このような自分こそ、行為と、それを原因とする果という因果関係、カルマの法則の真只中で働き、カルマの世界におちた自分である。
これに反し、行為をするとき、「自分がするのでなく、自分が生きて行為できるのは、カルマをこえた神の力によって生きているのであり、行為できるのだ。一切のものは、これらすべてを支え、生かし、動かし、宇宙を経綸している神の働きによって、互いに作用し合ってその存在を保っているのだ」という自覚の下に、「自分が行為をするのではなく、神が行為をさせてくださるのだから、自分は行為を一生けんめいするだけでよい。

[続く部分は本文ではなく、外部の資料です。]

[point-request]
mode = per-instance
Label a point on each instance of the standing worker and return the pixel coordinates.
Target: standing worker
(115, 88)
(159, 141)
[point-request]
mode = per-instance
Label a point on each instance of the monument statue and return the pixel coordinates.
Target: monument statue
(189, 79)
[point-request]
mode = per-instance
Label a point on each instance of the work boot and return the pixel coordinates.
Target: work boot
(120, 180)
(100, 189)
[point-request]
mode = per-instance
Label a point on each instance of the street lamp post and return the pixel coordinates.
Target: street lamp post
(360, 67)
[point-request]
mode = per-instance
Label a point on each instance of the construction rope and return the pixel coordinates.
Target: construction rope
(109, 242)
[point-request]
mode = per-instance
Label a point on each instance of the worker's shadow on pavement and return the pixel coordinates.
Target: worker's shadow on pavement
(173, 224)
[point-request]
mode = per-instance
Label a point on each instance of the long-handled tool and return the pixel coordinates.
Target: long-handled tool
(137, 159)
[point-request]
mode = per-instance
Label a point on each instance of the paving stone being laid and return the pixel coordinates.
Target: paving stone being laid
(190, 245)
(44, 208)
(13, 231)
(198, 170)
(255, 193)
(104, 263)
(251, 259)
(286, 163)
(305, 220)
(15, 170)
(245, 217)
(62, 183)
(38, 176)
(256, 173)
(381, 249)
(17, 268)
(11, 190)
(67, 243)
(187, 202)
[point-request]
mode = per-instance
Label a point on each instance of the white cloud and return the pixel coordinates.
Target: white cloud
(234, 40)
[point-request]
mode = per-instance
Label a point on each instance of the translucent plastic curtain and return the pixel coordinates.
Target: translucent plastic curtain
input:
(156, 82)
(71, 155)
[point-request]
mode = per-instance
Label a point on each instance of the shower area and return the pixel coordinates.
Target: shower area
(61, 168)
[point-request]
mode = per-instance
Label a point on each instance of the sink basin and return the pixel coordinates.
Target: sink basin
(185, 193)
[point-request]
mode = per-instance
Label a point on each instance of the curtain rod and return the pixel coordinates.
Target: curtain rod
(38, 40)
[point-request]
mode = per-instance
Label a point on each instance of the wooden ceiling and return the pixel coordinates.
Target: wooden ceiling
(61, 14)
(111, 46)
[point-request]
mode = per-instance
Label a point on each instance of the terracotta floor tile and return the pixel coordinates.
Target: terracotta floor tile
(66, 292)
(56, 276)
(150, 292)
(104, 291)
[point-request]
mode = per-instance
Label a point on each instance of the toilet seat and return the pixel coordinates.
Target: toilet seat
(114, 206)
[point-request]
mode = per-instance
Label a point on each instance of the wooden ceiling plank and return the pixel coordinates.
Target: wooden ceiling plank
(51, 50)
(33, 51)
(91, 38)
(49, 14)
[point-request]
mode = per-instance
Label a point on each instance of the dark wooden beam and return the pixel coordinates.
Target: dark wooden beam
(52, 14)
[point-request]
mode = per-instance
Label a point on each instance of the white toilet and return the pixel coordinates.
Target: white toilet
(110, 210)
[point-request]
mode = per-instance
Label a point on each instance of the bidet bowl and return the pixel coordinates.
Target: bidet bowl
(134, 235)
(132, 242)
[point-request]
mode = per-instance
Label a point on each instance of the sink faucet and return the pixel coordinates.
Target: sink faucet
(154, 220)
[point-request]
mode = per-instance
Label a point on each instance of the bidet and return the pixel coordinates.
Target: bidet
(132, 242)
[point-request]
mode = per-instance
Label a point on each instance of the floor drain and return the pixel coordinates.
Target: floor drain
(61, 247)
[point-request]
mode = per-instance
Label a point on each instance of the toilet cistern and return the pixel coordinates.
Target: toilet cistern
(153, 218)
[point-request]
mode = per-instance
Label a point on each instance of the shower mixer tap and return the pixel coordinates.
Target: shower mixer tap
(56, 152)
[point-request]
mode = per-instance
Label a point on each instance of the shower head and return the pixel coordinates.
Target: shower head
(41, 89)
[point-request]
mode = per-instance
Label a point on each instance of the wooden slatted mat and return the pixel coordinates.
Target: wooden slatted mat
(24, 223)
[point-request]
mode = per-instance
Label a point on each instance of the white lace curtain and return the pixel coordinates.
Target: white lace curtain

行為の結果も、自分が生ぜしめるのではなく、神が生ぜしめるのであるから、その結果に執われず、どのような結果が生じようと、すなわち自分にとって悪い結果であろうと、よい結果であろうと、同様に神の恵みとして受け入れよう」という心で行為をすると、行為する毎に、行為をする自分を捨てることができる。これが超作である。
超作によって、カルマの因果の法則の下で働く自分を捨て、人間のカルマをこえた世界に飛躍する準備が着々と進むことになる。
超作は、口で言うのは易しい。行うことは難しい。しかし、一日に一つのことでもいいから、超作をするように心掛けたら、必ず、カルマの内であくせくと働く人間を超えることができる。
そう、超作を行い、瞑想等のヨガ行によって、他と区別される自分が次第に浄化され、否定されてくると、種々の変化が心身に生じて来るのです。物理的次元の心身に由来する欲望や感覚、身体的機能がコントロールされるようになる。たとえば、性欲や食欲がコントロールされ、それから自由となる。また、視覚、聴覚、触角、味覚、臭覚等の感覚が鋭くなる。しかも、それらの感覚をコントロールし、止め、消すこともできる。
このような現象は、超作やヨガ行によって物理的次元の自己を浄化し、否定できた、すなわちそれが自由になったことを示す。超作とヨガ行をさらに続けてゆくと、アストラル次元の自己も浄化され、否定される。それから自由になる。すると、感情や想念をコントロールできる。それに執われなくなる。感情や想像力が豊になる。
人間存在の最も深層にあり、個としての人間存在の原因であるカラーナ次元の心身の浄化と否定が、さらに超作とヨガ行を続けることによって可能となる。カラーナ(アラヤ)の次元をこえることは、容易にできない。しかし何生も再生を繰り返して超作、ヨガ行等を怠らなければ、必ず成就される。
超作とヨガ行を何生も続けると次第にカラーナの身心も浄化され、否定されてくるが、カラーナの身心がまだ完全に浄化、否定されていない時は、この世でする行為、アストラルの霊界でする行為の果は、カラーナの身心のチャクラに種子として残る。ただ、カラーナの身心がたとえ不完全にであってもまだ浄化されるに至っていない人間では、カラーナに貯えられた種子は、この世か霊界で発現して働いて初めて解けるのであり、そしてそれが解ける過程でその人間の行なう行為が原因となってその次のカルマが生じるのであるが、これに対し、何生もの超作の結果、完全にではないがカラーナ身心が浄化され、否定されてくると、そこに貯えられる種子は発現して働かなくても、超作やヨガ行によって、種子のままで消滅するに至る。
このようにして、個人がカルマの世界に生まれ変わり再生する種子は次第に解消して、ついに一人の人間存在が、カラーナをこえた世界、純粋精神の世界に、神の力によって飛躍させられることになる。ここで、一つの解脱が完成する。
この、カラーナをこえた世界、神々の世界に飛躍した一つの神は、もはや人間存在のカルマに縛られることはない。
・『カルマと再生』は、昭和62年10月発行とあり、1987年。自分が田舎に帰って来て何年かたった頃で、まだまだ自分自身の心が不安定の時でした。それから、30年はたち、こうして改めて手にして、少しは超作が出来るようになったかなと思うとともに、あと幾度再生すれば、本山先生のような霊覚者になれるのかなと・・・・。